Porterfield noted during the meeting that the families each had extenuating circumstances that led them to lose their homes.
Resident Marc LaCroix, whose proposed deal to purchase his family’s home at 1040 Wendell Avenue for $16,999 was not passed by the council, said he was disheartened to see the property sale fail to be passed by the council on Monday.
“You have to consider people Mr. Polimeni and the rest of the city council,” he said during the meeting. “You may not have those extenuating circumstances and you may have never been there or felt it, but consider people and have a heart. There’s an underbelly in this world, but people are trying to do the right thing.

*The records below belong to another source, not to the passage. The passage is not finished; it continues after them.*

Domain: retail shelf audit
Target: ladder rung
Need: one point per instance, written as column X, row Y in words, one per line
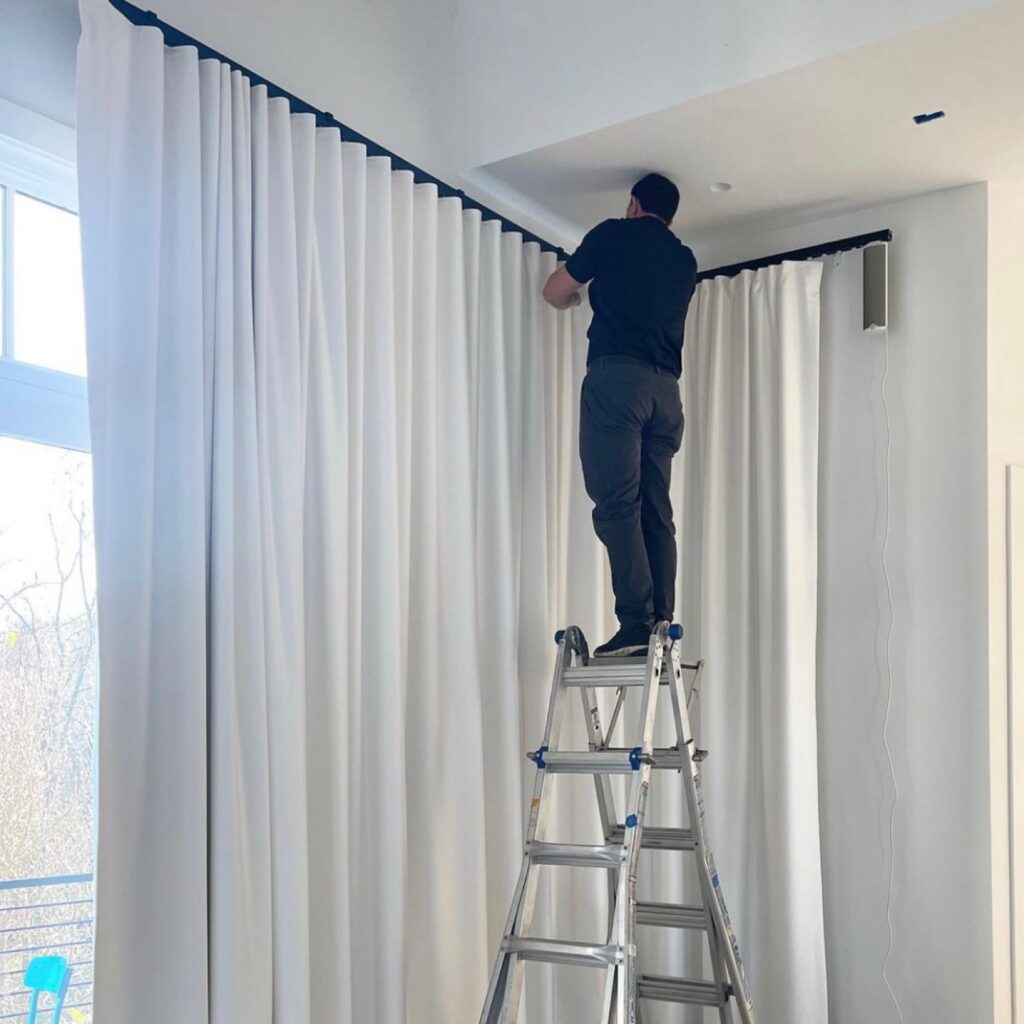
column 591, row 762
column 665, row 757
column 658, row 839
column 672, row 915
column 700, row 993
column 606, row 675
column 557, row 951
column 576, row 856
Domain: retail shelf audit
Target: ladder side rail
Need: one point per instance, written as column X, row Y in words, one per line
column 706, row 864
column 632, row 840
column 680, row 701
column 509, row 973
column 620, row 699
column 597, row 742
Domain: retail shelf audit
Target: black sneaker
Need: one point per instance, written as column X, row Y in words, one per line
column 630, row 641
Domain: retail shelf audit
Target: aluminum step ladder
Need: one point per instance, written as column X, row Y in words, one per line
column 626, row 986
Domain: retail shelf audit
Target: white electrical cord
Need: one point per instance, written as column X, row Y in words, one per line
column 889, row 676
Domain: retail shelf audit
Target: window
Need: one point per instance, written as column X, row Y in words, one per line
column 47, row 586
column 42, row 332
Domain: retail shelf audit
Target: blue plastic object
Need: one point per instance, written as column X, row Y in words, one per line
column 47, row 974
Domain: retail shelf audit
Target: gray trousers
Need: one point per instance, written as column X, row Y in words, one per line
column 631, row 425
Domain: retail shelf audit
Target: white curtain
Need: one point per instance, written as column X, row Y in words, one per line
column 329, row 446
column 749, row 501
column 339, row 514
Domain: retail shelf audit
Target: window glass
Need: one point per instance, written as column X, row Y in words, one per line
column 47, row 693
column 46, row 258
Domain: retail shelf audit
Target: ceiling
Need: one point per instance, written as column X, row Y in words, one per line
column 806, row 143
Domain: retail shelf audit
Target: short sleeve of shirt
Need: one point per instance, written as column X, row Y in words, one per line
column 584, row 264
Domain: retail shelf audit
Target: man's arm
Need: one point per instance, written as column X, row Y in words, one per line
column 562, row 290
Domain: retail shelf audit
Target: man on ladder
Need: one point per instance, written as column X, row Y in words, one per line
column 631, row 418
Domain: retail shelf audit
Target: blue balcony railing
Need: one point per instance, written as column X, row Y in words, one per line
column 40, row 916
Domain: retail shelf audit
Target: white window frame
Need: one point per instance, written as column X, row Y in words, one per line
column 36, row 403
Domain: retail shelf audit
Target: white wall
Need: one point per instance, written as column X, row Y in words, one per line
column 1006, row 448
column 535, row 72
column 38, row 39
column 942, row 963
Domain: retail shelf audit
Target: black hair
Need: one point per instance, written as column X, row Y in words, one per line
column 657, row 196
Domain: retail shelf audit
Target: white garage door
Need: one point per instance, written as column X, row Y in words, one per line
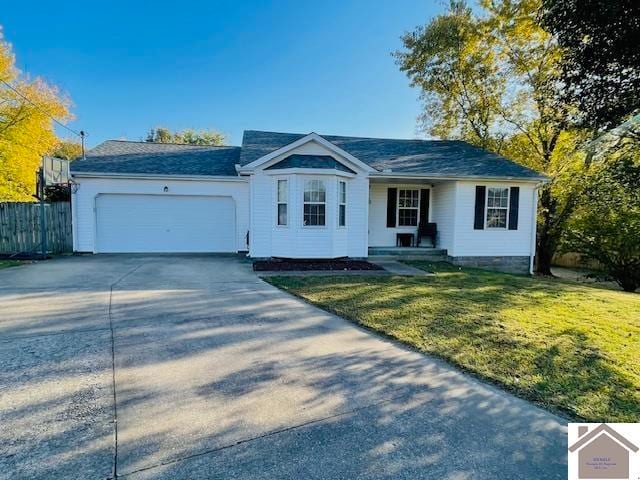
column 164, row 223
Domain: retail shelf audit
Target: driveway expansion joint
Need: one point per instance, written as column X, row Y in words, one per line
column 113, row 371
column 264, row 435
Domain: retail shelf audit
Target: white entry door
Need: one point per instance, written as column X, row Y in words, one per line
column 164, row 223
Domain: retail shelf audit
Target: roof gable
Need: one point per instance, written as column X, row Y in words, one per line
column 124, row 157
column 299, row 143
column 421, row 157
column 298, row 160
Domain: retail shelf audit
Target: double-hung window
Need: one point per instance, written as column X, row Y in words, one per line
column 497, row 207
column 408, row 202
column 283, row 194
column 314, row 201
column 342, row 203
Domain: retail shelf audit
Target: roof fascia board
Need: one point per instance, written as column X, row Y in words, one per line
column 436, row 176
column 301, row 141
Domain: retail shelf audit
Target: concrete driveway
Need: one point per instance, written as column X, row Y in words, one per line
column 219, row 375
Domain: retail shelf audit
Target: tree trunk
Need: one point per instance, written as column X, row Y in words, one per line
column 545, row 243
column 544, row 255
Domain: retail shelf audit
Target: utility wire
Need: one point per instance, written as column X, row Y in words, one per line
column 79, row 134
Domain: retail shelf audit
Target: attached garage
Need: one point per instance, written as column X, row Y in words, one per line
column 164, row 223
column 145, row 197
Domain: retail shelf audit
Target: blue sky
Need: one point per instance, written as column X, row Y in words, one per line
column 285, row 66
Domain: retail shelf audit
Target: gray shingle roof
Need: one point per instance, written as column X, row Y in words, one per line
column 426, row 157
column 439, row 158
column 116, row 156
column 309, row 161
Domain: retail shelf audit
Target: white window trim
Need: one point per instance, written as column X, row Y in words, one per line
column 326, row 193
column 287, row 202
column 486, row 208
column 408, row 208
column 346, row 198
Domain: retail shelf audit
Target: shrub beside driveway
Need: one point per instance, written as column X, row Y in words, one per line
column 564, row 345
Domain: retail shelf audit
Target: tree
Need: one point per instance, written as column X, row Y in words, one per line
column 67, row 150
column 492, row 80
column 606, row 223
column 188, row 136
column 26, row 131
column 601, row 58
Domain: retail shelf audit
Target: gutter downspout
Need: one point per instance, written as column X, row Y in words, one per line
column 534, row 222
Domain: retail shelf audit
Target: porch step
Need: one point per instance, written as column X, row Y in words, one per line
column 408, row 253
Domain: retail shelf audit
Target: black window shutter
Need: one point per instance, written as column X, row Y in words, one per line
column 424, row 206
column 392, row 198
column 514, row 202
column 478, row 222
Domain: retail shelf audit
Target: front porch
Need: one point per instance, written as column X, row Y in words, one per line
column 409, row 216
column 430, row 254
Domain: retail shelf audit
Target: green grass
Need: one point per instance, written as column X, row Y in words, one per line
column 9, row 263
column 568, row 346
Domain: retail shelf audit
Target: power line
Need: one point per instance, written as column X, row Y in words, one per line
column 80, row 134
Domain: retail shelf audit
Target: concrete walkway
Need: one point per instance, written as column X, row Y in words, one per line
column 220, row 375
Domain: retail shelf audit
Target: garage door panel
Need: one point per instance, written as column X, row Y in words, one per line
column 164, row 223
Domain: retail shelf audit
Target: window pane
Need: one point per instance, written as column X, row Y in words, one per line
column 498, row 197
column 282, row 214
column 314, row 214
column 408, row 198
column 282, row 191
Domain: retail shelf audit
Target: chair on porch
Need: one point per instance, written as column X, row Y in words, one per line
column 427, row 230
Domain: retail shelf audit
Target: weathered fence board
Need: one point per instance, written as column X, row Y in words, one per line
column 20, row 227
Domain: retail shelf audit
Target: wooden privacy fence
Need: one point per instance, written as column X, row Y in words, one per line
column 20, row 227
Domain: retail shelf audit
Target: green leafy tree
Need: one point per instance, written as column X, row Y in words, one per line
column 188, row 136
column 492, row 79
column 26, row 127
column 605, row 226
column 601, row 58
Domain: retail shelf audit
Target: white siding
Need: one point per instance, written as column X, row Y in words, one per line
column 452, row 207
column 84, row 221
column 443, row 213
column 492, row 242
column 298, row 241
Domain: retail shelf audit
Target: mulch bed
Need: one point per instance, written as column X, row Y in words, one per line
column 310, row 265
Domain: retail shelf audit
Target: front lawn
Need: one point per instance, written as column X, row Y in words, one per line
column 565, row 345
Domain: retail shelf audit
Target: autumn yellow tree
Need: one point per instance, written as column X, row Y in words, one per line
column 27, row 108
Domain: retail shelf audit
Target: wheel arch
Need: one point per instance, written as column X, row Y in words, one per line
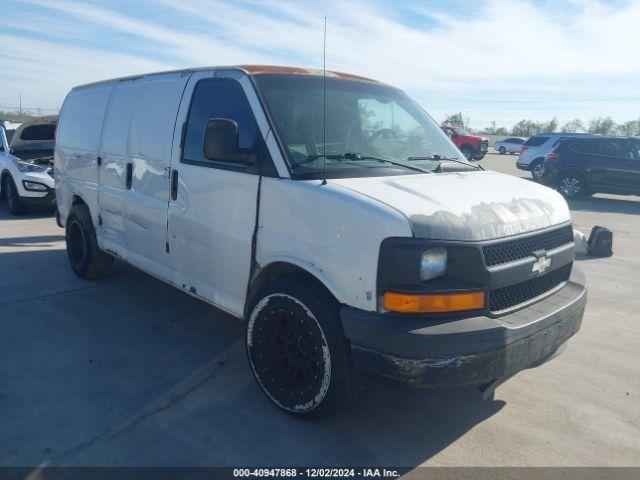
column 279, row 268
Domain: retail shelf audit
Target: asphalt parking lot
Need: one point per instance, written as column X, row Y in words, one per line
column 130, row 371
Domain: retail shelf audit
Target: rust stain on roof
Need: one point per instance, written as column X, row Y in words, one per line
column 278, row 70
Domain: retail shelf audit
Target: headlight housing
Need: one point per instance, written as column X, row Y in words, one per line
column 433, row 263
column 25, row 167
column 34, row 186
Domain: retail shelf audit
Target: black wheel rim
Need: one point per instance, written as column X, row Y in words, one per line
column 9, row 196
column 537, row 170
column 287, row 355
column 570, row 186
column 77, row 247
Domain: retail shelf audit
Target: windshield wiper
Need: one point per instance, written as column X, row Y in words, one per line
column 444, row 160
column 352, row 156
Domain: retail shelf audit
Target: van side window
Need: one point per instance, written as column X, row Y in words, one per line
column 46, row 131
column 217, row 98
column 615, row 148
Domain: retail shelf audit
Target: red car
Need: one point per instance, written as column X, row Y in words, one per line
column 474, row 147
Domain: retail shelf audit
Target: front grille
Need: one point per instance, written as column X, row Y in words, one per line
column 513, row 250
column 513, row 295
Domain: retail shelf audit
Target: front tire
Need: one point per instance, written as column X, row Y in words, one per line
column 537, row 170
column 297, row 349
column 86, row 259
column 468, row 152
column 15, row 205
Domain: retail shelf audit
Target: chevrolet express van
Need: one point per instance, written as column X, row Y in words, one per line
column 331, row 214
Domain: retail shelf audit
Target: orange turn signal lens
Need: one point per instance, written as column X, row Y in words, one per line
column 433, row 303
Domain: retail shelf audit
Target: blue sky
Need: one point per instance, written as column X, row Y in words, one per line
column 500, row 60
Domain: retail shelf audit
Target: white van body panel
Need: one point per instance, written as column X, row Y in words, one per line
column 212, row 220
column 460, row 206
column 115, row 154
column 77, row 148
column 329, row 231
column 150, row 146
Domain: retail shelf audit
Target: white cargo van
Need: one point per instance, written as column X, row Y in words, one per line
column 331, row 214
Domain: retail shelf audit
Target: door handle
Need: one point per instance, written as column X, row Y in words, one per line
column 174, row 185
column 129, row 174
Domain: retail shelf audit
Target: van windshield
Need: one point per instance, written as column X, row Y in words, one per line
column 366, row 124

We were scrambling, scrambling and we got the money to pay everything back, plus whatever they added on.”
Farley said on Tuesday that the sale of the properties would be a win-win for the city, with residents paying their back taxes while remaining in their homes.
“I think any decision that you make on the council, we want to consider all of the implications,” he said. “In this one here, the first thing that we said is that the city has to be made completely whole. The research will show you that a lot of times the city will foreclose on a property and end up losing money, even after the point of sale. So even if we kept this on a fiscal responsibility lens, this is clearly the right thing to do there.”
Farley noted that during the council’s town hall meeting regarding the city’s affordable housing crisis at the Schenectady Boys & Girls Club on Dec. 1, that residents were sounding the alarm regarding the scarcity of housing in the city.
“If the city is going to be made whole and residents who are members of pretty vulnerable populations are going to be in their homes and the property stays on the city tax roll, I don’t think anything is perfect, but not just my opinion but the research will show that’s clearly the right decision to make,” Farley said.
Schenectady Mayor Gary McCarthy said the city has a past practice of not selling property back to a homeowner who has defaulted and gone into foreclosure, but that the proposed sales would direct the properties to family members who would potentially be able to pay city property taxes.
“These are hardship cases where there are stories behind it, where we’re foreclosing and selling properties,” he said. “I don’t want to be in the real estate business. So any time we can turn these over and get them back on the tax rolls and get them privately-owned, that’s our goal. It’s not a perfect process. We want people to pay their taxes.”
During Monday’s meeting, the council did not pass the proposed sale of 405 Eleventh St. for $26,148, 874 Emmett St. for $55,324, 1005 Congress St. for $25,777 or 1038 Glenwood Blvd. for $35,500, with the latter proposed sale including a clause requiring that the purchaser pay $500 at closing for building, electrical, plumbing and other applicable permits and that the property be completely rehabilitated within six months of the purchase.
Polimeni said on Tuesday that he wants to see the council adopt a foreclosed property sale policy before he would vote for any future land deals.
“It’s not that I don’t have a heart, we have to do what’s in the best interest of the city and for every single taxpayer and the city’s finances,” he said. “Of course I have a heart. I don’t want anybody evicted from their home. But the reality is we all have a duty to pay our taxes.”